MOSCOW (AP) -- Russia is working closely with the Syrian government to ensure that its arsenal of chemical weapons remains under firm control and has won promises that the weapons of mass destruction will not be used or moved, Moscow's point man on Syria told The Associated Press on Thursday.
The potential use of chemical weapons in the Syrian conflict has put Russia, the Syrian regime's steadfast ally, in a rare point of agreement with the United States, which has pressured Syrian President Bashar Assad to step down in the face of an armed uprising.
Russia has shielded Assad's regime from U.N. sanctions and continued to provide it with weapons throughout the 18-month conflict, which activists estimate has killed more than 20,000 people. In July, Syria first acknowledged its possession of chemical weapons by threatening to use them if foreign states tried to interfere militarily.

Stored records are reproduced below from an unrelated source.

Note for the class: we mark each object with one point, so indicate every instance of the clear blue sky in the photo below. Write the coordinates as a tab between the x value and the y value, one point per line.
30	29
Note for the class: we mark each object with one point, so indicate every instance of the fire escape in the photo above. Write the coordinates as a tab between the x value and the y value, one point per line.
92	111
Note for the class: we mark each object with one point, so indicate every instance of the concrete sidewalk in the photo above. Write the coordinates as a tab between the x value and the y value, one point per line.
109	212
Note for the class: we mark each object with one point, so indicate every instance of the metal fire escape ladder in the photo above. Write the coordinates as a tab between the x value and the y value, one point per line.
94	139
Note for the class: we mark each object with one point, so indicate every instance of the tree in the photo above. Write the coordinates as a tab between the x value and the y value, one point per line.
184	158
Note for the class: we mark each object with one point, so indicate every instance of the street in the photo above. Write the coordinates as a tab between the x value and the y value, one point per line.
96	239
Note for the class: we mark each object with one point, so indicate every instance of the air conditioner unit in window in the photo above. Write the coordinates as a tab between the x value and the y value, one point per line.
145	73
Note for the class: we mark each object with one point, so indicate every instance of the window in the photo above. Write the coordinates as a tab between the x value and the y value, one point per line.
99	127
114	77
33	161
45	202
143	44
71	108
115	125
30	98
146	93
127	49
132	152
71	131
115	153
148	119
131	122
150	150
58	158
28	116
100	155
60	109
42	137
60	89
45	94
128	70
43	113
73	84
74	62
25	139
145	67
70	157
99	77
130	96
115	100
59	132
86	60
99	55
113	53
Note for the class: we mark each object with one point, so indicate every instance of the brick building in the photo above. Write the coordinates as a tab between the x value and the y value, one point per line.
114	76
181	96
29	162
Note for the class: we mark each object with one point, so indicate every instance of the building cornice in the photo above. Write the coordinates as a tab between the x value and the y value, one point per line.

President Barack Obama said Monday that the United States might have to intervene in Syria if the government there used or moved chemical weapons. Obama also warned of the threat of such weapons falling into the hands of rebels fighting the government or militant groups aiding either side.
Deputy Foreign Minister Gennady Gatilov said Russia is in full agreement with the Americans on the need to prevent Assad's government from using the weapons or allowing them to slip out from under its control.

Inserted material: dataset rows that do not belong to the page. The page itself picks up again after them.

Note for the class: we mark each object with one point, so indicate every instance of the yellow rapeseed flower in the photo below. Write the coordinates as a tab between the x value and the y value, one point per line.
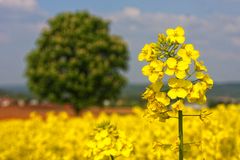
154	70
179	68
179	88
178	105
176	35
188	52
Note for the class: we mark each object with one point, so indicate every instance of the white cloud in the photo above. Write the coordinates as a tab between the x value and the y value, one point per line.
27	5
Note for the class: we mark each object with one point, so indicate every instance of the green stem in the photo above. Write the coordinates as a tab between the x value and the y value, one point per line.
111	157
180	134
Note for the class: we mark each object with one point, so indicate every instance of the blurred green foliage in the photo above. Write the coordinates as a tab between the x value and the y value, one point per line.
76	60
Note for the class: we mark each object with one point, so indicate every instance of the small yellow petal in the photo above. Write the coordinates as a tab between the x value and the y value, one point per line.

"We have guarantees from the Syrian government that it will not take any steps involving chemical weapons," the Russian diplomat said. "And I want to reiterate that on this issue we will restrain it in all ways possible and work toward the goal of preventing such things from happening."
He said the Foreign Ministry was in constant contact with U.S. officials, pointing to last week's visit by Under Secretary of State Wendy Sherman.
While in Moscow, Sherman urged the Russians to make clear to Assad that the use of chemical weapons would have disastrous consequences and delivered the message that if the weapons were used, the Russians would be expected to help with the cleanup, according to a U.S. official. The official spoke on condition of anonymity because of a lack of authorization to discuss the details of the visit.
Russia, meanwhile, is counting on the United States and others to use their influence with opposition forces to prevent the chemical weapons from falling into the hands of terrorists, Gatilov said.
"As we all know, among the opposition are terrorist elements, in particular belonging to al-Qaida," he said. "Of course, if all of a sudden, as a result of some actions, these weapons were to fall into the hands of terrorists who could take a totally irresponsible attitude toward them, this would be a very serious development."
A senior Syrian government official, in Moscow for talks on Tuesday, said Obama's warning indicated that the West was looking for a pretext to intervene in Syria. Deputy Prime Minister Qadri Jamil drew a comparison with the invasion of Iraq in 2003, which the Bush administration justified by claiming, falsely as it turned out, that Iraqi dictator Saddam Hussein had weapons of mass destruction.
The Syrian situation is different, Gatilov noted, because Syria has chemical weapons. After the Assad regime's announcement in July, Russia pointedly reminded Syria that it had ratified a global convention banning the use of chemical weapons.
Russia has staunchly opposed demands for Assad to step down and called for talks between the Syrian regime and its foes, arguing that only the Syrian people have a right to determine the future of their country. But Syrian opposition leaders have refused to take part in negotiations until Assad gives up power.
"As to the Russian position, we never put forward as a condition the demand that Assad should go or, equally, we never said that Assad should stay," Gatilov said.
He said Russia works with Syria's government and meets with visiting representatives of opposition groups.
"Regrettably, we have to state that we haven't seen our Western partners working as actively with the opposition, encouraging it to join a political dialogue," he said. "We would like to hope that, at least on the subject of chemical weapons, they will take a rather more responsible attitude to this. We all understand that chemical weapons should not be used or fall into the hands of those groups who will not be controlled in their actions."
Matthew Lee in Washington contributed to this report.